Minggu, 29 September 2019

Ruas Jalan Waiwadan Mudatonu Diperkeras dengan Rabat Beton

Foto: Leyn Mediatrix
Waiwadan – Pembangunan infrastruktur jalan di wilayah Kecamatan Adonara Barat terus menunjukkan kemajuan. Salah satunya melalui pekerjaan rabat beton pada ruas jalan Waiwadan–Mudatonu yang kini telah menjangkau sepanjang kurang lebih dua kilometer.
Pekerjaan rabat beton tersebut dimulai dari wilayah Desa Tonuwoten dan membentang ke arah selatan menuju Desa Waiwadan. Kehadiran infrastruktur ini diharapkan dapat meningkatkan aksesibilitas masyarakat sekaligus mendukung aktivitas ekonomi dan sosial warga di kedua wilayah.
Selama ini, ruas jalan tersebut menjadi jalur penting yang menghubungkan sejumlah desa dan stasi di kawasan selatan Adonara Barat. Namun, pada musim hujan, beberapa bagian jalan kerap mengalami kerusakan yang menghambat mobilitas masyarakat. Dengan diperkeras menggunakan rabat beton, kondisi jalan diharapkan menjadi lebih baik dan dapat dilalui dengan aman sepanjang tahun.
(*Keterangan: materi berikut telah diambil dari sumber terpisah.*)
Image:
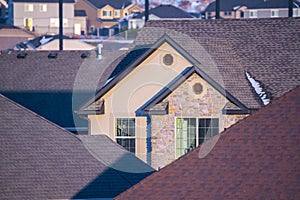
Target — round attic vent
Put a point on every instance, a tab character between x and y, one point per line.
198	88
168	59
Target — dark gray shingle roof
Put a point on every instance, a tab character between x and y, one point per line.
40	160
117	4
228	5
167	11
266	48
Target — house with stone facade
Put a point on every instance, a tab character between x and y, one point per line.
186	81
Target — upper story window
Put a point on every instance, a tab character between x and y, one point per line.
125	133
117	13
191	132
54	22
227	13
106	13
253	14
28	7
43	7
274	13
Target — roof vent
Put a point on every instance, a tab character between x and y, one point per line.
22	55
99	51
85	55
52	55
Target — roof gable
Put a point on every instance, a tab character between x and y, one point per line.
256	158
149	107
116	4
134	58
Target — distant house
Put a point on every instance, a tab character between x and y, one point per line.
3	11
80	27
258	158
186	81
40	160
252	9
42	16
105	13
11	35
54	83
159	12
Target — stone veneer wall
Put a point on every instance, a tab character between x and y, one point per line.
183	102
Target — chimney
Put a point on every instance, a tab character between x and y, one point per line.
291	8
60	10
146	10
218	9
99	51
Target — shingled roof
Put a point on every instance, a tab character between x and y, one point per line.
40	160
167	11
229	5
53	87
117	4
228	50
268	49
257	158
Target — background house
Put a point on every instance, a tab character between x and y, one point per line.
159	12
80	27
42	16
105	14
3	11
187	80
251	9
40	160
11	35
257	158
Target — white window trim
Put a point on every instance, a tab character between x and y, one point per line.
253	11
197	128
276	11
28	7
126	137
43	6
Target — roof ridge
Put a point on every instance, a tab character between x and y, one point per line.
38	116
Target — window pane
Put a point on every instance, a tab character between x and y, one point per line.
208	128
125	127
185	135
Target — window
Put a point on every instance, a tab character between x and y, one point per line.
106	13
274	13
125	133
253	14
117	13
54	22
28	7
191	132
43	7
227	13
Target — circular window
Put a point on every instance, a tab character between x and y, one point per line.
198	88
168	59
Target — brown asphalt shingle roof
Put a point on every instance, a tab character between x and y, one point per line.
268	49
257	158
40	160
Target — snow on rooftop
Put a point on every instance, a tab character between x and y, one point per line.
258	89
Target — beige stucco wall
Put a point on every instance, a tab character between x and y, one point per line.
137	88
41	20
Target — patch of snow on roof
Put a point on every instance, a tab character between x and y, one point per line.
45	40
258	89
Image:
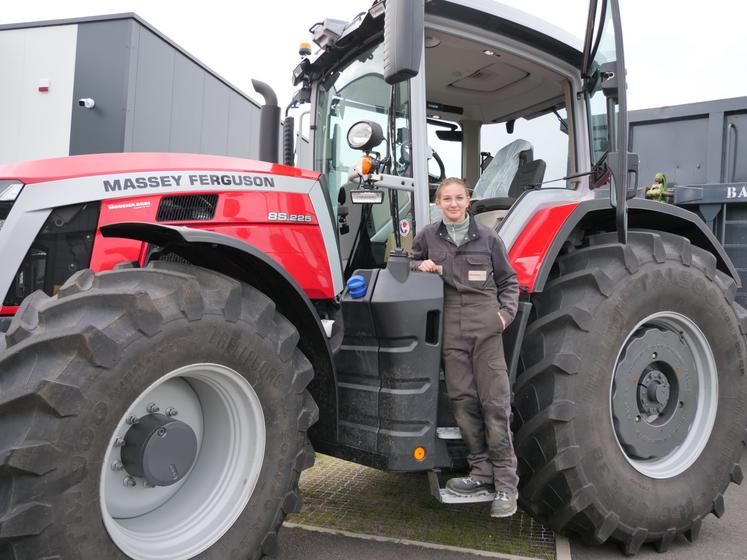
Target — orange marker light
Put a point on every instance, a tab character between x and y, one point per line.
366	167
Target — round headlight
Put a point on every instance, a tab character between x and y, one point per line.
365	135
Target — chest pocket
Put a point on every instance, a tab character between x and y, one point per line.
479	270
437	256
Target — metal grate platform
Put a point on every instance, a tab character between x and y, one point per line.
345	496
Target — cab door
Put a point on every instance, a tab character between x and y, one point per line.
603	69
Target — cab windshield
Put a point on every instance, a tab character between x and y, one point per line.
354	93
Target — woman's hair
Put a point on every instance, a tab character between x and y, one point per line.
451	181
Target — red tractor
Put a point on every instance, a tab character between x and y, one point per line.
177	331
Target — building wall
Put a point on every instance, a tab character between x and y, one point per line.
101	73
34	124
176	105
150	95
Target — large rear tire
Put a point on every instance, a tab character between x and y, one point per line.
630	406
93	382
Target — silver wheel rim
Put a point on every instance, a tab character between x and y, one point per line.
699	430
180	521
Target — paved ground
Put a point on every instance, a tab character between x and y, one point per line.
720	539
298	544
349	497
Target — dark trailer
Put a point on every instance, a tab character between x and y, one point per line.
702	150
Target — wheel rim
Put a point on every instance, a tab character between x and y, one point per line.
664	395
183	519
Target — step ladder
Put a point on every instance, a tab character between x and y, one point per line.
442	494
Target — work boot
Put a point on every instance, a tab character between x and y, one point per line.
504	505
468	486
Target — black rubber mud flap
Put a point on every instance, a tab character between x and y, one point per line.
581	468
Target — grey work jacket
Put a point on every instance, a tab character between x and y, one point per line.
477	269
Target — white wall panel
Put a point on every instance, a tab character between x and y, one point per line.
36	125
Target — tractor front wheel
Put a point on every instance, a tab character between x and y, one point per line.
156	413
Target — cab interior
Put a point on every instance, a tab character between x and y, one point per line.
496	119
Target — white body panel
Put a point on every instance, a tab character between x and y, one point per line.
36	124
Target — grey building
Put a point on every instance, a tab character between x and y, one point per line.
148	94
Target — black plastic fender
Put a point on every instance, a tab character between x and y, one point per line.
241	261
596	215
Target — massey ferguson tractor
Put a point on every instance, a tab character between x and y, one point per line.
179	338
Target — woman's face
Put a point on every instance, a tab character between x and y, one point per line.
453	201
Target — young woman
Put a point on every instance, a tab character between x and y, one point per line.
480	300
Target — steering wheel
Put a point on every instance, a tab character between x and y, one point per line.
433	180
441	169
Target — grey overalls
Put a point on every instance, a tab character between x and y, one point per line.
479	283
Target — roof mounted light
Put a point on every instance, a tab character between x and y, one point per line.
365	135
325	33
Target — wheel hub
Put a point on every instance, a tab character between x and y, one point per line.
159	449
654	394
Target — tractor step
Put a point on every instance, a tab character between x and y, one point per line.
448	433
444	496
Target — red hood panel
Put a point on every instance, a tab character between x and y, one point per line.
38	171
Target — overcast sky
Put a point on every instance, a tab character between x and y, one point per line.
677	51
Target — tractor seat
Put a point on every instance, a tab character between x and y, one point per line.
491	211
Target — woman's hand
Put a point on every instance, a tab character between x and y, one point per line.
428	266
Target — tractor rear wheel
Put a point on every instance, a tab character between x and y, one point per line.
156	413
630	406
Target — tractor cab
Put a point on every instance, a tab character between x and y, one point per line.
526	113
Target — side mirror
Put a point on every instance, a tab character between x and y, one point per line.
403	39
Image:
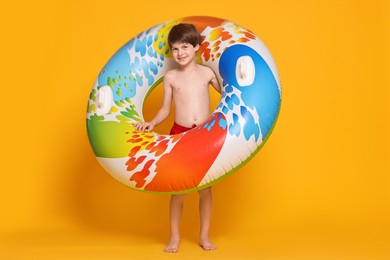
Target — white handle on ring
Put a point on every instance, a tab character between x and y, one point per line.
104	100
245	71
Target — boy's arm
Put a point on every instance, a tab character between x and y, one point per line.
163	112
214	82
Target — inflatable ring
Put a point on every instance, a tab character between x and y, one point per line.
235	131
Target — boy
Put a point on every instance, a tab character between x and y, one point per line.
188	86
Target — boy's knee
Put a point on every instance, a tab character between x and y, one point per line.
205	192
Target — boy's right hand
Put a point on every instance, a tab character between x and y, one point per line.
144	126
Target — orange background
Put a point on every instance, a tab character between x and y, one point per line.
318	189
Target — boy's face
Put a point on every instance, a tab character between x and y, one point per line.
184	53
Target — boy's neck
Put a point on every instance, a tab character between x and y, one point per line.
189	67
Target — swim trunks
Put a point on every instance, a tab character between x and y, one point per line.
178	129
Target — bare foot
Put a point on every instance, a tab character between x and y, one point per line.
172	247
206	244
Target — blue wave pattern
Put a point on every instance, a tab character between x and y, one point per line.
124	73
263	95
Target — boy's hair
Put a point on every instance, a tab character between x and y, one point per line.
184	33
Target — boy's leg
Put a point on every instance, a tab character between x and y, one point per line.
205	208
175	212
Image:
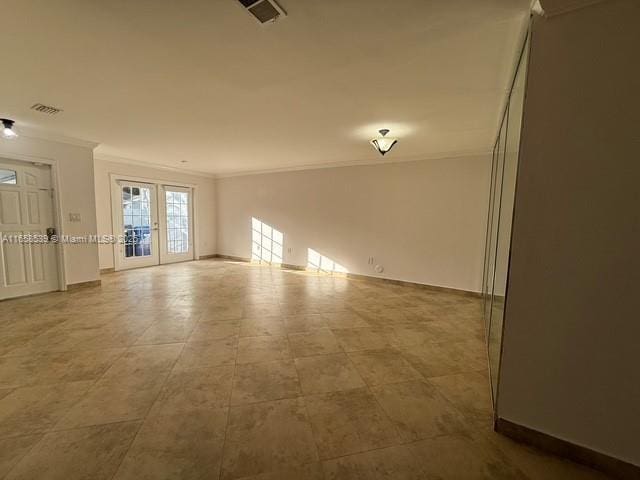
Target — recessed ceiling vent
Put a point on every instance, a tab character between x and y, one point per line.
265	11
38	107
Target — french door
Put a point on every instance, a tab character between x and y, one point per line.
176	244
154	222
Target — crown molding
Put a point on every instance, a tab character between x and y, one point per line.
551	8
357	163
38	134
115	159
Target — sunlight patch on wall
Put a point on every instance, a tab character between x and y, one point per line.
266	243
319	263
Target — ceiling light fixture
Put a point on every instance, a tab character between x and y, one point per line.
7	129
383	143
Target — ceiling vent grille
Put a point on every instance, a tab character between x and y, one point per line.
264	11
39	107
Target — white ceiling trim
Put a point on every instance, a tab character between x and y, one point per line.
552	8
381	161
157	166
37	134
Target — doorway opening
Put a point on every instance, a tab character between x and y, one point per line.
153	222
29	262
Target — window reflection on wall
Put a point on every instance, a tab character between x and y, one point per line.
319	263
266	243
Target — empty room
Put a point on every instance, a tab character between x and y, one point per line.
319	240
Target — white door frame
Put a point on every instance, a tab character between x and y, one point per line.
57	206
115	205
165	256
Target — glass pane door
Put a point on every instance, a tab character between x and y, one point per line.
177	243
139	225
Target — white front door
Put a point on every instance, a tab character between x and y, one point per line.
176	232
28	263
137	219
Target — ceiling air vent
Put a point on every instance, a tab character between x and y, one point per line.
265	11
38	107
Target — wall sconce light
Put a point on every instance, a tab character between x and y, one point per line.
7	129
383	143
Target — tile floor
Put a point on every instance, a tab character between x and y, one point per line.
219	370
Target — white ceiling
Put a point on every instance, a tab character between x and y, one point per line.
200	81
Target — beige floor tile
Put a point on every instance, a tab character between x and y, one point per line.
469	392
186	391
315	342
30	410
327	373
311	471
304	323
345	319
181	447
89	453
43	369
438	359
214	330
263	349
13	449
256	327
166	331
208	354
259	382
378	367
60	338
5	391
261	310
219	311
355	339
267	436
538	465
393	463
418	410
349	421
114	400
457	457
144	360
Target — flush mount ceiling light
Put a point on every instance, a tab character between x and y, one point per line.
383	143
7	129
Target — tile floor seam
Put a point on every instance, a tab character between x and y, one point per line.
306	409
226	428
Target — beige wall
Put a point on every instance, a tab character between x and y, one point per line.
204	202
423	221
75	178
571	342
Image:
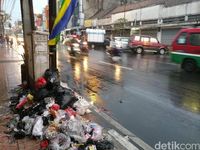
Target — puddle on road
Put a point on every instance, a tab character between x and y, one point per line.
188	90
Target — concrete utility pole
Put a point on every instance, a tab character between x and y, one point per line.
28	27
52	17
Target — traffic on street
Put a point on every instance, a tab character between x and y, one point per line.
148	94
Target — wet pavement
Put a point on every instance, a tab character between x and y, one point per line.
147	94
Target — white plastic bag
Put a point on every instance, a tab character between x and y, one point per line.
37	128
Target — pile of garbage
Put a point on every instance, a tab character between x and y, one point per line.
53	113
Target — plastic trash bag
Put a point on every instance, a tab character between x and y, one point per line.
28	124
104	145
94	130
61	114
52	77
81	105
60	142
51	132
70	112
38	127
49	101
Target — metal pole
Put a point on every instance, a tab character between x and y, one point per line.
28	27
52	49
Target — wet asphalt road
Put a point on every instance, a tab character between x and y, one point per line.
149	95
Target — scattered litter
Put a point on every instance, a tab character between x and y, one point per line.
54	113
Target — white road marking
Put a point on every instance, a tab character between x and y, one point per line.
123	141
106	63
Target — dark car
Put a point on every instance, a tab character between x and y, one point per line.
141	43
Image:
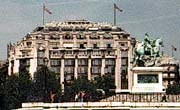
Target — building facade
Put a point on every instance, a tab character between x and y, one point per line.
75	49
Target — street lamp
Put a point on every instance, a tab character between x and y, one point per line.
45	78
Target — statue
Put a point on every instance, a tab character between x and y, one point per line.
146	52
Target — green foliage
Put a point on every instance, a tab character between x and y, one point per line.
24	84
77	86
173	88
106	82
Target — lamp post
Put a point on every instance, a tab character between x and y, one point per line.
45	78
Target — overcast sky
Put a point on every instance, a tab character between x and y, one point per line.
160	18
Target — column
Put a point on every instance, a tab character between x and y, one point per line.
102	66
76	69
62	75
130	74
89	69
118	71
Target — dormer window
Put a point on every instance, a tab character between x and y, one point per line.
109	45
95	46
107	36
81	46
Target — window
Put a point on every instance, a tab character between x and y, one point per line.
69	62
109	69
96	62
55	69
81	46
28	44
82	70
69	70
107	36
147	78
109	45
110	62
40	61
96	70
95	46
41	54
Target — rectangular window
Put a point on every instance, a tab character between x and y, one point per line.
110	62
69	70
55	69
55	62
147	78
41	54
82	70
82	62
109	69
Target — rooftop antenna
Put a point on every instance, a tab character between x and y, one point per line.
47	10
116	8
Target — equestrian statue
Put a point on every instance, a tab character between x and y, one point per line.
147	51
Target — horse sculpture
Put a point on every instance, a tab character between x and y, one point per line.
147	51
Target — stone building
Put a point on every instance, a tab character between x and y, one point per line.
76	48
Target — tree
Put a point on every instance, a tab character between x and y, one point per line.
12	99
79	85
24	84
3	78
106	82
173	88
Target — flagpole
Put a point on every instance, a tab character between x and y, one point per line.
172	52
114	15
43	13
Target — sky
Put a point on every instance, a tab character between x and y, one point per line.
158	18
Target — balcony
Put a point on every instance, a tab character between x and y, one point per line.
56	55
24	56
110	55
69	56
96	54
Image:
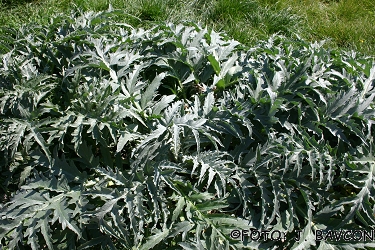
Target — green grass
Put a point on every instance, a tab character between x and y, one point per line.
347	24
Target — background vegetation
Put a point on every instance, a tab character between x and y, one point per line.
172	136
347	24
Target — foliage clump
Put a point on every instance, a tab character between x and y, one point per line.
172	137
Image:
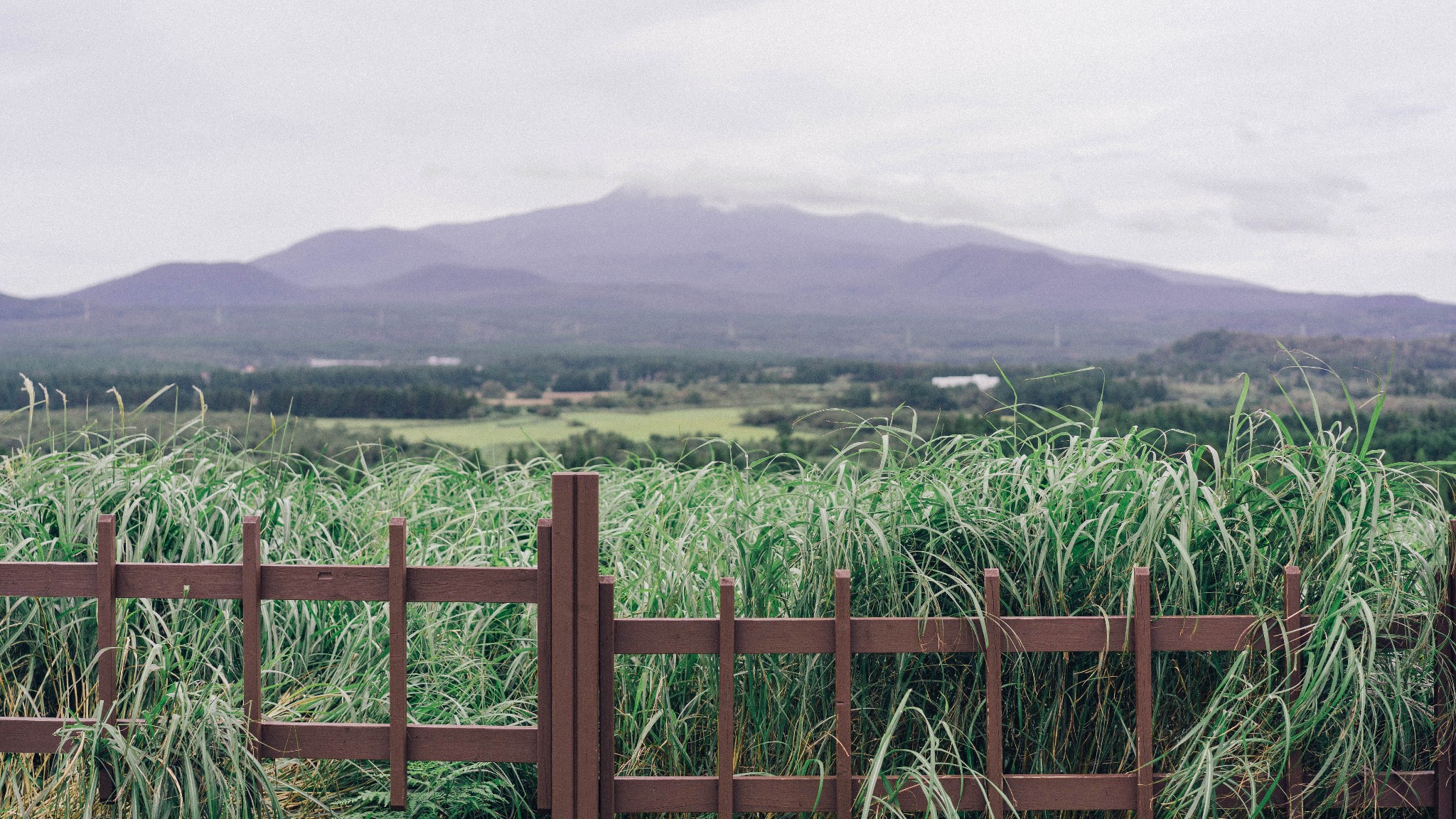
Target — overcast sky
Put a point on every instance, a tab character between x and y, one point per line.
1303	144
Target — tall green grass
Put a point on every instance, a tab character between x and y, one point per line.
1065	513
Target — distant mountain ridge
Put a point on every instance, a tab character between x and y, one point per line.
194	284
675	273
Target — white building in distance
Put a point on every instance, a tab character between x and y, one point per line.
983	381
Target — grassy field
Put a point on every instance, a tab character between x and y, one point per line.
1065	516
496	433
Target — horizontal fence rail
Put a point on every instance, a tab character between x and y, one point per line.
579	638
252	582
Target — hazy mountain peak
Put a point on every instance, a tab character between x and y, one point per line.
193	284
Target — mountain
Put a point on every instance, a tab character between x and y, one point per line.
348	258
193	284
450	280
12	308
631	238
675	273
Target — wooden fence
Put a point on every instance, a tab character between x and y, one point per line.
579	637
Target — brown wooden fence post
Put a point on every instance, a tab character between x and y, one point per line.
1295	634
107	637
1445	694
252	631
995	769
562	645
543	668
574	648
589	574
608	705
398	691
843	690
1143	660
725	698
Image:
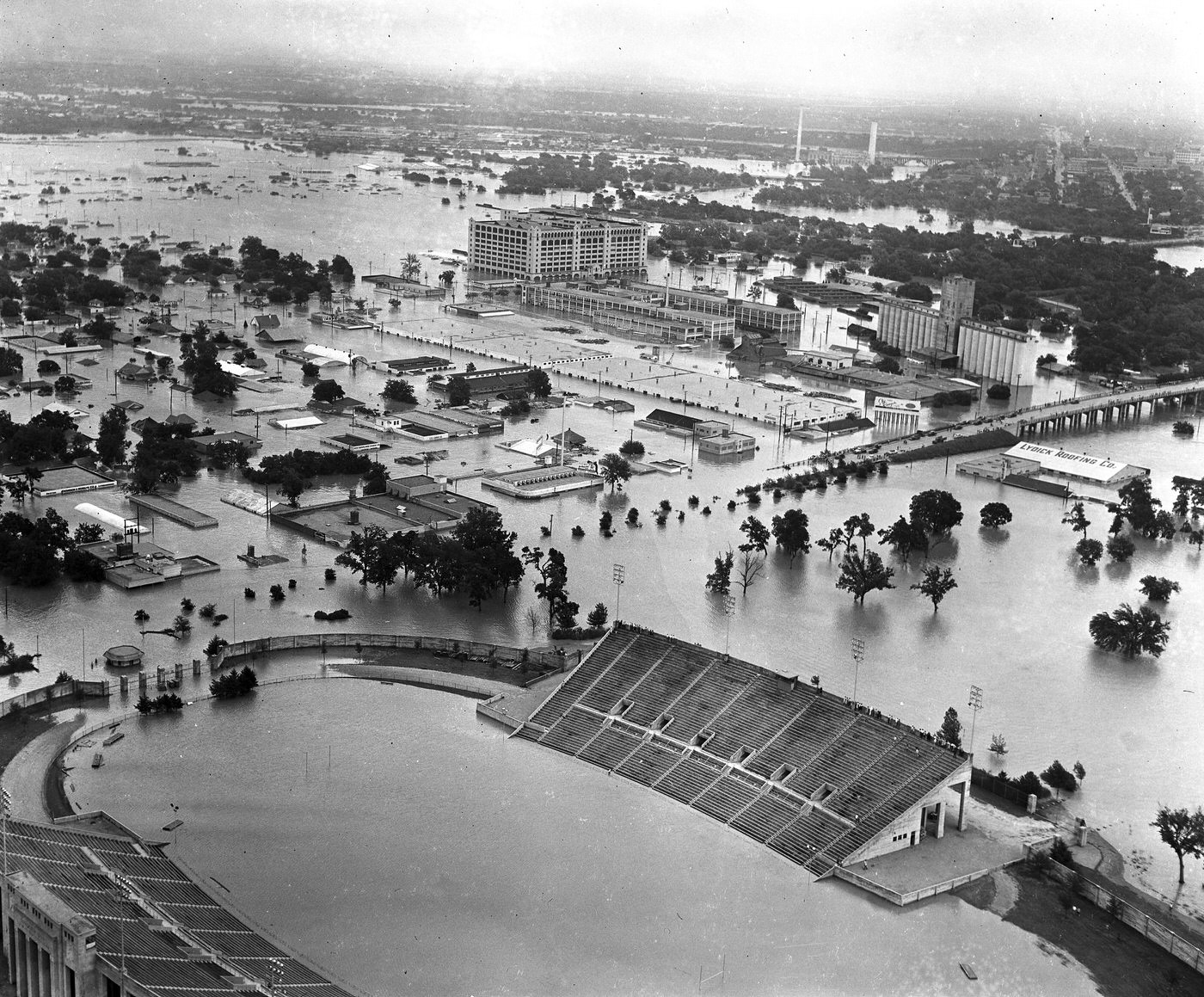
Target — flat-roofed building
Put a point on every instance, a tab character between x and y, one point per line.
632	311
728	445
556	243
998	353
825	359
491	381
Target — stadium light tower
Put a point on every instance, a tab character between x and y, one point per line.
6	806
858	655
975	705
728	611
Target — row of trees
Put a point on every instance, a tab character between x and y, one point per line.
235	683
933	514
477	557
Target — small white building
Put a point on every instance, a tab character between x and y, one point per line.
825	359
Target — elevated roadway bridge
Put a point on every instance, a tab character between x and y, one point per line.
1093	409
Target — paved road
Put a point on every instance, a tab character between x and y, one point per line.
26	773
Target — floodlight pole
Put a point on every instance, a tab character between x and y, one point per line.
5	806
975	705
858	655
728	611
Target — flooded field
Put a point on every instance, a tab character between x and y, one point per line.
1017	625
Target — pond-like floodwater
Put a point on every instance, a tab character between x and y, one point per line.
409	848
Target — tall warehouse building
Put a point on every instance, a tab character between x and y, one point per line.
556	243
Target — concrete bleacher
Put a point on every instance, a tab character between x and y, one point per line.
714	734
147	913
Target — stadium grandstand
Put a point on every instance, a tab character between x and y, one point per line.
102	913
819	779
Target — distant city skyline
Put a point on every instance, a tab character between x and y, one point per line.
1093	56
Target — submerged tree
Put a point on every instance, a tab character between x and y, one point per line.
1182	831
790	531
903	537
1158	589
995	514
1060	779
863	575
1120	549
937	512
720	579
614	470
951	729
1077	519
1131	631
936	584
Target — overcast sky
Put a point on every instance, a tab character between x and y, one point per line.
1133	52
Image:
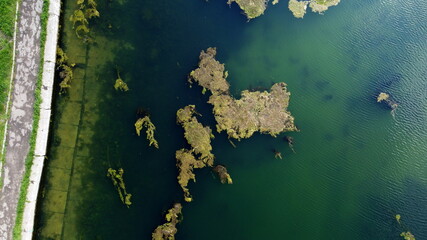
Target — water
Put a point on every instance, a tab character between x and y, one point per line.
355	165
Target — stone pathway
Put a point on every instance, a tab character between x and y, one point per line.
21	115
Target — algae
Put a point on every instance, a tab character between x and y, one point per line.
200	156
255	8
223	174
264	112
251	8
168	230
186	162
80	18
145	122
198	136
384	97
116	177
65	69
120	84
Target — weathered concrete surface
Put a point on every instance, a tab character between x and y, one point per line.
44	122
21	115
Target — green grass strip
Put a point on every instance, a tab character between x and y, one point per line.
36	116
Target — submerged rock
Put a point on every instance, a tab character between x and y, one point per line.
255	8
168	230
251	8
223	174
145	122
116	177
257	111
200	156
384	97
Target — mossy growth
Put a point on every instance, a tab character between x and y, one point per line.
86	10
222	172
65	70
198	136
385	97
200	156
407	235
116	177
186	162
120	85
145	122
264	112
168	230
251	8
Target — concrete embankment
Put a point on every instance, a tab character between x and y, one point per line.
44	121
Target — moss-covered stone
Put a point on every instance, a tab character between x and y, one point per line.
198	136
200	156
251	8
264	112
168	230
222	172
116	177
145	122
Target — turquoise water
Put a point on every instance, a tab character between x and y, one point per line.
355	167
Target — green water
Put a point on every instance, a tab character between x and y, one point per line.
355	165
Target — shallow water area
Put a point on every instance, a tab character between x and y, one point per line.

Warga setempat menyambut positif pembangunan tersebut. Menurut mereka, jalan yang lebih baik akan mempermudah transportasi hasil pertanian, memperlancar perjalanan menuju pusat pelayanan publik, serta mengurangi waktu tempuh antarwilayah.
Kalau jalan sudah dirabat beton, kendaraan bisa lewat lebih lancar dan masyarakat tidak lagi kesulitan saat musim hujan, ungkap salah seorang warga.
Selain mendukung aktivitas ekonomi, keberadaan jalan yang lebih baik juga memberikan manfaat bagi sektor pendidikan, kesehatan, dan pelayanan pemerintahan. Anak-anak sekolah, tenaga kesehatan, serta masyarakat yang bepergian ke pusat kecamatan dapat menikmati akses transportasi yang lebih nyaman.
Pembangunan rabat beton sepanjang dua kilometer ini menjadi bagian dari upaya pemerintah dalam meningkatkan kualitas infrastruktur dasar di wilayah pedesaan. Infrastruktur jalan yang memadai dinilai sebagai salah satu faktor penting dalam mendorong pertumbuhan ekonomi dan pemerataan pembangunan.
Masyarakat berharap pembangunan dan peningkatan ruas jalan Waiwadan–Mudatonu dapat terus berlanjut hingga menjangkau seluruh titik yang masih membutuhkan penanganan. Dengan demikian, konektivitas antarwilayah semakin baik dan manfaat pembangunan dapat dirasakan secara merata oleh seluruh masyarakat.
Keberhasilan pengerjaan rabat beton ini menjadi kabar baik bagi warga yang selama bertahun-tahun mengandalkan ruas jalan tersebut sebagai jalur utama penghubung antara Desa Tonuwoten, Waiwadan, Mudatonu, dan wilayah sekitarnya.